Kids can use the pool, which is a major dilemma especially when one child decides he wants to splash everyone that passes him, the grown-ups of the pool huff and puff at the child’s naivety of the pool protocol.  At least I have my goggles on, I gave him a mean scowl, as much as I could with bug eyed goggles on, regardless he carried on and I took to a new lane.

I was getting used to inhaling an exhaling between strokes and then slowly my goggles began to fill up, is this meant to happen, it says they were water tight? I hadn’t prepared for the effects of them not being water tight and now my eyes stinging with the chlorine, a fuzz appears over them and my vision is impaired. I got to the safety of the side of the pool, my mum was waiting for me I told her of my dilemma whilst removing the dishonest goggles. She stared, looking a little concerned. Trusting the goggles would keep my eyes dry I didn’t take of the remainder of the days black mascara, what a faux pas, what a no –no, I don’t think Olympians ever face this problem. My stained black eyes illuminated by the fluorescent white bright lights.

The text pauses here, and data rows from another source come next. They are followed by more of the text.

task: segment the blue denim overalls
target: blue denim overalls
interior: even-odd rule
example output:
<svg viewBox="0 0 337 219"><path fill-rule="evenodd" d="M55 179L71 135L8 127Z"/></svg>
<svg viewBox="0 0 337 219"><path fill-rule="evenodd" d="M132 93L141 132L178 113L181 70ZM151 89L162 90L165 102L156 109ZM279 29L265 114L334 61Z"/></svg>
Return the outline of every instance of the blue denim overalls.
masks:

I’ve always loved swimming, its therapeutic and stress relieving qualities make it a favourite hobby of mine. I like that you don’t have to worry about your hair or clothes, you are submerged, released from any anxieties or worries. I don’t find it strenuous or do I need convincing to swim after a tiring day at work. Just pop my bathing suit on and jump right in. I just need to remember to take my mascara off next time, try not to sneeze and look out for the splashing child, I don’t have any goggles now so I need to be careful.

What is your pool protocol? Do you have to remember to take your eye make-up off? Or do you forget the ‘No Diving’ ‘No Splashing’ rules?